People like John Bergener, who feel no remorse when it comes to using the work of others as if it was their own, are almost always lacking when it comes to the substance of their proposals. They churn out reams of paperwork, use arcane language and concepts, twist the words of statutes and opinions, warn against the futility of any other idea but their own and make every attempt to bury in rearranged language the work of others so as to make themselves look like statesmen rather than political hacks on personal missions of aggrandizement. What they fail to understand is the salesman’s credo, Keep It Simple Stupid (KISS). Not that the consumer is stupid, but that the salesman must remind himself of his own stupidity in trying to make a simple concept like liberty so complex only he understands it.
After discussions with people from all over New York, the idea of separation is rather popular on its face. Talk to them about two autonomous regions and they tune out almost immediately for several reasons, one in particular, they almost always see a snake hiding in the woodpile. Upstate and Downstate New Yorkers may be separated by a thousand different things, but they are unified in one regard, healthy skepticism.
Mr. Bergener said my plan had no chance because it had no legal basis, but that his did. I responded that there was no legal basis for the colonists to declare their independence from Great Britain either, but they did. More to the point, the very arrangement Bergener, Potiker and the UCC seem to have embraced is almost the same system which was in place when the colonists declared their independence. If taxation without real representation has a contemporary home, it is certainly cozy, comfortable and confident in New York State. Either Bergener, Potiker et. al. failed American History or they simply don’t comprehend the idea of independence.

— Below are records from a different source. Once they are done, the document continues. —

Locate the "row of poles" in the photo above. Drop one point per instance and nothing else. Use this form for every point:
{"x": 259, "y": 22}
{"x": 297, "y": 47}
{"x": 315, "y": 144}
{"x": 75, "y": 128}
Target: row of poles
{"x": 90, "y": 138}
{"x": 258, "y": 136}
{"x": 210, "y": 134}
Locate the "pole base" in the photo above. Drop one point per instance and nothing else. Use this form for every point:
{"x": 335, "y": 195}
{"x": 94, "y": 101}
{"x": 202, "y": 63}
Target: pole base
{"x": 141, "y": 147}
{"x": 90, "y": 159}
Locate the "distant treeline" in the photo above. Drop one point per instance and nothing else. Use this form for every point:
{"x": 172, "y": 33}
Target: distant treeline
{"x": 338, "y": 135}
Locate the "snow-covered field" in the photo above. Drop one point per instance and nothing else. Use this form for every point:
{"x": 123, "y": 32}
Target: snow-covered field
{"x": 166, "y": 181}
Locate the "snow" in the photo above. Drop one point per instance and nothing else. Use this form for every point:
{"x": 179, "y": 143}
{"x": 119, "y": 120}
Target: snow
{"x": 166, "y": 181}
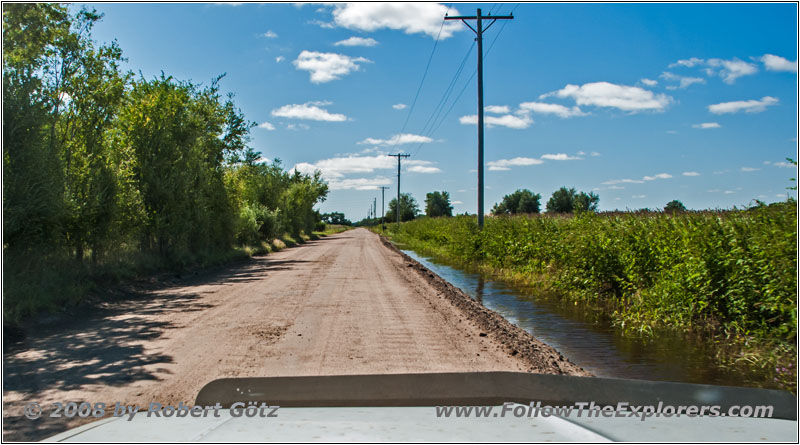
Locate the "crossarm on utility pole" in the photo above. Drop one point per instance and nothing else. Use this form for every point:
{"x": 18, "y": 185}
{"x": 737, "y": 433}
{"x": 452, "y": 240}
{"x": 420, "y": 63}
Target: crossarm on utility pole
{"x": 479, "y": 32}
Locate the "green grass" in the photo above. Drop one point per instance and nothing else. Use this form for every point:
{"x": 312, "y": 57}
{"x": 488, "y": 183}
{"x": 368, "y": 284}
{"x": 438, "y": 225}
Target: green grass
{"x": 727, "y": 275}
{"x": 34, "y": 284}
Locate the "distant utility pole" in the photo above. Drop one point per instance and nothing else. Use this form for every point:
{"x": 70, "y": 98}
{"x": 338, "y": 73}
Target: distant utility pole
{"x": 383, "y": 189}
{"x": 479, "y": 32}
{"x": 397, "y": 207}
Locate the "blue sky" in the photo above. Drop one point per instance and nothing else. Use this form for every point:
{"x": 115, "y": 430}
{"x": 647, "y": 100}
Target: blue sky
{"x": 640, "y": 103}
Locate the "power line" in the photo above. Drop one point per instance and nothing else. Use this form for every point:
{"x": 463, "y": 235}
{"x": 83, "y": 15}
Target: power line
{"x": 479, "y": 30}
{"x": 430, "y": 58}
{"x": 437, "y": 111}
{"x": 397, "y": 207}
{"x": 440, "y": 106}
{"x": 466, "y": 84}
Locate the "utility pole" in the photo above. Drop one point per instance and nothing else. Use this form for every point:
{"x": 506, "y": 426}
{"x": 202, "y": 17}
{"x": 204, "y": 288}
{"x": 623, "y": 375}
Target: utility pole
{"x": 479, "y": 32}
{"x": 397, "y": 207}
{"x": 383, "y": 189}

This is not a screed disparaging the general UCC membership. I’ve met some of them and other concerned Upstate citizens as well. They are more than decent, law-abiding New York patriots who desperately want what is best for their communities, state and country. Sadly, most of them are like me, in the winter of our years, necessarily more concerned with new diagnoses by our doctors than prescriptions for Upstate’s political health. And, like a lot of concerned people, they are more than willing to spend an hour a month participating in a meeting while leaving the work to those who have the time and willingness to perform it. But that kind of laxity always…always leads to inviting people like John Bergener to husband efforts on the organization’s behalf for which its members have not given their informed support.
Mr. Bergener’s plan is, for lack of a more appropriate word, Byzantine. If there is a plan to save Upstate New York from additional indifference and abuse of Downstate politicians, it must be the simplest of them all, independence as a wholly separate state. Everyone, from those with the loftiest intellects to people of common interests immediately understands that.